The early morning rays cast long shadows on the slopes today and the runs were sprinkled with magic. I could tell a noticeable difference between the snow that had already begun to warm and that which sat in the shadows. The contrast between light and dark, or sun and shade, is extremely noticeable and might dictate where you ski.


Everywhere I turned I became more aware of the subtle undulations of the mountain. Westward facing slopes on the Sundown side of the mountain get the first glimpse of the day’s breaking sunlight while shadowed areas like lower Rainbow, Nelson’s Run, and Twister sat in a state of cold hibernation. Our southern facing trails seem to be experiencing the full force of the long, warm days and are probably the most difficult to keep covered in blissful, packed snow. The overnight grooming crew has been doing a wonderful job in these areas keeping our mountain as fresh as the morning air.

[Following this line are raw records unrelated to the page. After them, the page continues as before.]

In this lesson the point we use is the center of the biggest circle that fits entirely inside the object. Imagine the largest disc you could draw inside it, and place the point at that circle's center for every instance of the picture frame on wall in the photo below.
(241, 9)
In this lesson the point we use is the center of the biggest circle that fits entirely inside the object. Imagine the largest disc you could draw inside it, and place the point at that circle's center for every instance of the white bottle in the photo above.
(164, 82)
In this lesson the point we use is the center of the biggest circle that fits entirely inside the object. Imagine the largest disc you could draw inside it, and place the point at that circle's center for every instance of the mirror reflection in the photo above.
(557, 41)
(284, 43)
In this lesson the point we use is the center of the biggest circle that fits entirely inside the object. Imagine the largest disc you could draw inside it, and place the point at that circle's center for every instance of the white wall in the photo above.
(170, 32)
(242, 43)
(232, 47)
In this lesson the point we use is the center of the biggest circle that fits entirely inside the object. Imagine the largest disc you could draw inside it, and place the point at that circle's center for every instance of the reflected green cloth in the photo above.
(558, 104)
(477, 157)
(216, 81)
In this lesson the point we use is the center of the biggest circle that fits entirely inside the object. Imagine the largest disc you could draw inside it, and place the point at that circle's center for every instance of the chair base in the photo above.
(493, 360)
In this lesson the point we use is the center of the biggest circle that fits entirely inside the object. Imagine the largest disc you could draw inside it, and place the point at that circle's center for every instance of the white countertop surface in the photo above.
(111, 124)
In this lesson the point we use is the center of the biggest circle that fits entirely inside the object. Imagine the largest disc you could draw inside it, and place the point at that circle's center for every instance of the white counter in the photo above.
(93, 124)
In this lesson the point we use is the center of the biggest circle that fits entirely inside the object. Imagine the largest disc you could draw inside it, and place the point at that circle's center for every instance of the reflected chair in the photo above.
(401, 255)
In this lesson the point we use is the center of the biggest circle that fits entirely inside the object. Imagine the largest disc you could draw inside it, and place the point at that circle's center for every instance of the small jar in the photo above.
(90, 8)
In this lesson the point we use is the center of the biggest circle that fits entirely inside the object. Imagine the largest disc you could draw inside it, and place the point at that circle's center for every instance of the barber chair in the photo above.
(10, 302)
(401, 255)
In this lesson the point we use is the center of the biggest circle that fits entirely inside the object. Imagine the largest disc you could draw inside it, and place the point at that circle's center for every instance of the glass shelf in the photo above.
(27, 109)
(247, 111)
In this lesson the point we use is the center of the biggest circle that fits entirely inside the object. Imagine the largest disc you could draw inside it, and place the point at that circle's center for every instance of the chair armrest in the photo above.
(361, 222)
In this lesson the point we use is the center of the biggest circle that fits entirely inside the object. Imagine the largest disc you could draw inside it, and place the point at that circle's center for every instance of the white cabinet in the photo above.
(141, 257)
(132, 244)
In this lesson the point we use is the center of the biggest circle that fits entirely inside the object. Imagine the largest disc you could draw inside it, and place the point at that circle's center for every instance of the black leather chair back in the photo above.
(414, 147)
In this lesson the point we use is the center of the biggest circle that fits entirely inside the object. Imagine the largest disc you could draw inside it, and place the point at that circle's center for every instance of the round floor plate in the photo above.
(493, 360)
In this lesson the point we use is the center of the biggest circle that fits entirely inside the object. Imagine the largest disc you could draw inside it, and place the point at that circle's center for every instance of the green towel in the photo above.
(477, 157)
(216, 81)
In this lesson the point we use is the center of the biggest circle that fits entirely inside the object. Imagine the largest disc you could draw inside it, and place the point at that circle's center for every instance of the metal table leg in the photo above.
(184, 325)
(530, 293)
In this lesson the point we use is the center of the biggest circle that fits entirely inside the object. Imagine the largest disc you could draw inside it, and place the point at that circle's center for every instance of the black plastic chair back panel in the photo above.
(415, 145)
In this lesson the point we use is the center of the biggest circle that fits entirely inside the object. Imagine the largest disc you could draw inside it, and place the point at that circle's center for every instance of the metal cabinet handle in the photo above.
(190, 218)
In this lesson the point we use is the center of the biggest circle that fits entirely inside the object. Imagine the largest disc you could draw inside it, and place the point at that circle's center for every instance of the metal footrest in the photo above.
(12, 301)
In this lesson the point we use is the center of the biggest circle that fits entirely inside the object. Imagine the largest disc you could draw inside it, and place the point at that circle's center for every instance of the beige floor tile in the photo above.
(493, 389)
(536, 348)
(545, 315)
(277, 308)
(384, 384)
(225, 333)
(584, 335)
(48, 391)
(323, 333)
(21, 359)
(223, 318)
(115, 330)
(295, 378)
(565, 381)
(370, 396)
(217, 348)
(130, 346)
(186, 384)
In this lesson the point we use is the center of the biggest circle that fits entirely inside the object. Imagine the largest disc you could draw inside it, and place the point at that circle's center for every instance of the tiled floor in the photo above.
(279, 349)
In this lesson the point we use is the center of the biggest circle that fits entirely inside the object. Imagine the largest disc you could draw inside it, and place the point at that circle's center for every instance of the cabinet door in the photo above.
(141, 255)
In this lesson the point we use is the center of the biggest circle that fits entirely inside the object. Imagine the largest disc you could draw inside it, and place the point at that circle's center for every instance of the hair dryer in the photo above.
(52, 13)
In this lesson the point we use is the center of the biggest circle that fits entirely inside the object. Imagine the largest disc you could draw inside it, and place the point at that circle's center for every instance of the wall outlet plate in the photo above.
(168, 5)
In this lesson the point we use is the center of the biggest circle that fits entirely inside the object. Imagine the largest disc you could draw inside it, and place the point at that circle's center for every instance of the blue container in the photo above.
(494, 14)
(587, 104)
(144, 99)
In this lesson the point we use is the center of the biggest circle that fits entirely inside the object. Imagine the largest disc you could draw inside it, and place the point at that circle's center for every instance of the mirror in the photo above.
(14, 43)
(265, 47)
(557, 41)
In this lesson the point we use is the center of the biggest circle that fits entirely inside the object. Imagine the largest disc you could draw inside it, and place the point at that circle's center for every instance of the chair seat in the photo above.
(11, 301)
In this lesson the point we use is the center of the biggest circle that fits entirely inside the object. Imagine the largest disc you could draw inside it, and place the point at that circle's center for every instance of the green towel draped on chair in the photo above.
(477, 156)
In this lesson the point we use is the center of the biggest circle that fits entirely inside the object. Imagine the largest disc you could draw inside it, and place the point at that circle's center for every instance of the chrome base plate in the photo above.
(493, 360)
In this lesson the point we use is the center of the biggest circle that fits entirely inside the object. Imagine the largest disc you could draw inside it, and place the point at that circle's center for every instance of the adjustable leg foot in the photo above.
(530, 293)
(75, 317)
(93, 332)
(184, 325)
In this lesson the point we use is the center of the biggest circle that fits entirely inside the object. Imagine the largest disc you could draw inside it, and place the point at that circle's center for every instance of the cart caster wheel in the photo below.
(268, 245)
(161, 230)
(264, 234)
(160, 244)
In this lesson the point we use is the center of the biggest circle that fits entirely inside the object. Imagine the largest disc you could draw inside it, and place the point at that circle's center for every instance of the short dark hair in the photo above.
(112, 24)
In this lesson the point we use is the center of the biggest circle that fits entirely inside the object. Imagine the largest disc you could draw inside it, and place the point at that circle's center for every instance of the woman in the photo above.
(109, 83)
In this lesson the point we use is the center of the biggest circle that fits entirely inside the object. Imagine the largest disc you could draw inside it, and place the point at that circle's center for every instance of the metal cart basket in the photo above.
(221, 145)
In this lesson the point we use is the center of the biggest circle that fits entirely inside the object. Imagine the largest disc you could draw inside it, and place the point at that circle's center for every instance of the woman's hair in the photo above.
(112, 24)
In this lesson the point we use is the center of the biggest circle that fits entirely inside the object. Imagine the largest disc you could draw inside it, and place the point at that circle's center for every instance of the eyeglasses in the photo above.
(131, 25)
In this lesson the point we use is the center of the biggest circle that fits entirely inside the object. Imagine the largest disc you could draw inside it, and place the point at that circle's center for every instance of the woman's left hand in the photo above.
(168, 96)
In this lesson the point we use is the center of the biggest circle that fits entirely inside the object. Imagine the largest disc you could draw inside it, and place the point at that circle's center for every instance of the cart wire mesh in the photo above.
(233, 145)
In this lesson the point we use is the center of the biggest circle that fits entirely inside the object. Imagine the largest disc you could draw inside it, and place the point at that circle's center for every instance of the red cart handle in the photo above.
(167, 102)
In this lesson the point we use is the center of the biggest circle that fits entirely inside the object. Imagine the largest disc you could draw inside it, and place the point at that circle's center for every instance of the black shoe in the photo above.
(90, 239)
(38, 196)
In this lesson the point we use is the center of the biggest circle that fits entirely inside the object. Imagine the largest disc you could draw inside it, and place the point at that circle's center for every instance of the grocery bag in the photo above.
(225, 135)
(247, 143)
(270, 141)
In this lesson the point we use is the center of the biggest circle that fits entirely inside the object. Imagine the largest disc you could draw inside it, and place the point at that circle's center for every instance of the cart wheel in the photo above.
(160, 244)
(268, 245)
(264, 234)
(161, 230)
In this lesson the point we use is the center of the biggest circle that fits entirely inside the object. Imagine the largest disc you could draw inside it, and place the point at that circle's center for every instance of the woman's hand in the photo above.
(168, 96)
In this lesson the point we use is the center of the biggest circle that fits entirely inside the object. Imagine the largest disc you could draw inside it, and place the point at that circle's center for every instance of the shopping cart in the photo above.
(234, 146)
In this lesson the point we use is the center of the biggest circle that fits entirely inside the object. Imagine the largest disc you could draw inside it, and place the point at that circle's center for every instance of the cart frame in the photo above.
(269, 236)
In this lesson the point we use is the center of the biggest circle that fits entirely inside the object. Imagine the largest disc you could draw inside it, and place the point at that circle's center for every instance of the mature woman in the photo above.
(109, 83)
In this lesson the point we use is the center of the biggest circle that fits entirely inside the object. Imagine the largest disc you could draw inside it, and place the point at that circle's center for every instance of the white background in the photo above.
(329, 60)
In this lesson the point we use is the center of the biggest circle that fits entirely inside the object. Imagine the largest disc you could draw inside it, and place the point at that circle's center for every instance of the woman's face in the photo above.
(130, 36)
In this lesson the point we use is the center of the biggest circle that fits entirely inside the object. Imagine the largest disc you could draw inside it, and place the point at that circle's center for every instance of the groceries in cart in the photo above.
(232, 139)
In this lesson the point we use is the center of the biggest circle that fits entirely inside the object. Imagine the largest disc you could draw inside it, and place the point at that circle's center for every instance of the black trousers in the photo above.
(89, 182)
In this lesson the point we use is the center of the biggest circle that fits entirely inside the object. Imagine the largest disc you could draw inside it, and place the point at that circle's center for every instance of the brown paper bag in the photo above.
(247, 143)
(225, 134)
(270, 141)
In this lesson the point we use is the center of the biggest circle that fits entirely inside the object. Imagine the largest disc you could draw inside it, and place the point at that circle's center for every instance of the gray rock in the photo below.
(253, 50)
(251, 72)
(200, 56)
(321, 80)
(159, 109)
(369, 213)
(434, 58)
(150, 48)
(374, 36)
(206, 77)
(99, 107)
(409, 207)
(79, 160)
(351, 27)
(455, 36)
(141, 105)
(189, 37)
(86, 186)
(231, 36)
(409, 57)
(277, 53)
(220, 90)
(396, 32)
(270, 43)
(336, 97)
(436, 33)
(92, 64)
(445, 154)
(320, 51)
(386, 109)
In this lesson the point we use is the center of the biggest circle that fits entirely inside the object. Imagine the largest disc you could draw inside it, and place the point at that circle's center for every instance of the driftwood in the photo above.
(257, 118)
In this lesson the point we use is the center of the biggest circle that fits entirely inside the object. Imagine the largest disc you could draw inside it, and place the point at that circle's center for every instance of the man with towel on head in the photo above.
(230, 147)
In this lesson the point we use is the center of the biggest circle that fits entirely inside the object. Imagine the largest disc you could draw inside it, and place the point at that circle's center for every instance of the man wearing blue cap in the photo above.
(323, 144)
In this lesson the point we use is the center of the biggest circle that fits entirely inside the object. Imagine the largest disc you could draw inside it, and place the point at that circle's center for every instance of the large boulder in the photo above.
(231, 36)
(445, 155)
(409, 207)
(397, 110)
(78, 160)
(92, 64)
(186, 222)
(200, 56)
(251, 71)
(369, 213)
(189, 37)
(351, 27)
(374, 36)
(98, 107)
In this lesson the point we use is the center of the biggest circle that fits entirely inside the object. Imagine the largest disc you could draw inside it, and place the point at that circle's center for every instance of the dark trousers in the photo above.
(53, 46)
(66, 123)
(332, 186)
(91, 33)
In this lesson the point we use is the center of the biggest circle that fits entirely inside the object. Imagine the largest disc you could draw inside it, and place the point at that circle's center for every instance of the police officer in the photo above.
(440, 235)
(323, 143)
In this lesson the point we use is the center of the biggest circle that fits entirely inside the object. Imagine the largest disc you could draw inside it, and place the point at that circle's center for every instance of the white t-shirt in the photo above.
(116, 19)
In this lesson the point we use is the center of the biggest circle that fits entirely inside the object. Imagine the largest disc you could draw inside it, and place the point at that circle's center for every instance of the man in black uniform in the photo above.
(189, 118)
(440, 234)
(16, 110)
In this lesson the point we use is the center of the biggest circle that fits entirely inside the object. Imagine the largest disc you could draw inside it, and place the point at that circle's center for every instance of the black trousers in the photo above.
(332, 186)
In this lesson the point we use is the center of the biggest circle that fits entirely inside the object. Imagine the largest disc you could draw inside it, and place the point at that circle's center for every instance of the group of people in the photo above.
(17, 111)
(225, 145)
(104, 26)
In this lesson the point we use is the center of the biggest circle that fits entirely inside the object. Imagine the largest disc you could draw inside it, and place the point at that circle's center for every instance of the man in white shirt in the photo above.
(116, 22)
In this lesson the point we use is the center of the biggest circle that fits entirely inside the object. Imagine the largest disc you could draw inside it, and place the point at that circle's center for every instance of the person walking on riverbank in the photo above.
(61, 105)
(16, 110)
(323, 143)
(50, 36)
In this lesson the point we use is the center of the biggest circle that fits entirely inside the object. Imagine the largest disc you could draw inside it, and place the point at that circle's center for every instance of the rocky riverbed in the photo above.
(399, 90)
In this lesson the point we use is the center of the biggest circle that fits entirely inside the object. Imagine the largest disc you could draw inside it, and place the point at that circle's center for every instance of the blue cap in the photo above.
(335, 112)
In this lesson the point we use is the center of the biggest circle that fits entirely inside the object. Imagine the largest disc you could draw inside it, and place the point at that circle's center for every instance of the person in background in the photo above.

As I skated my way around the resort today, I couldn’t help but get sucked into the immaculate beauty all around. The way the sun dashed shimmering lines across the trail brought my senses to a hyper-aware state of mind. I found myself stopping more often than most days to try and visually capture the jaw-dropping natural “art” I saw in every direction. Of course the lens of my camera isn’t quite as attune to the nuances of my third-eye view, so most of my photos came up short of what was swirling in my mind. But the main message I’m trying to send today is to enjoy every aspect of your experience up there and don’t forget to soak it all in.


The ironic part of my post today is that by the time you read this the sun will most likely be hanging directly above. The late-day warmth will soften our snow to a mild state of slush and the shadows I saw this morning will be virtually nonexistent. But don’t forget the message behind the story here. Don’t let a long March day on Mt. Werner with family and friends be taken for granted. Because if you love this place as much as I do, then you tend to cherish every moment.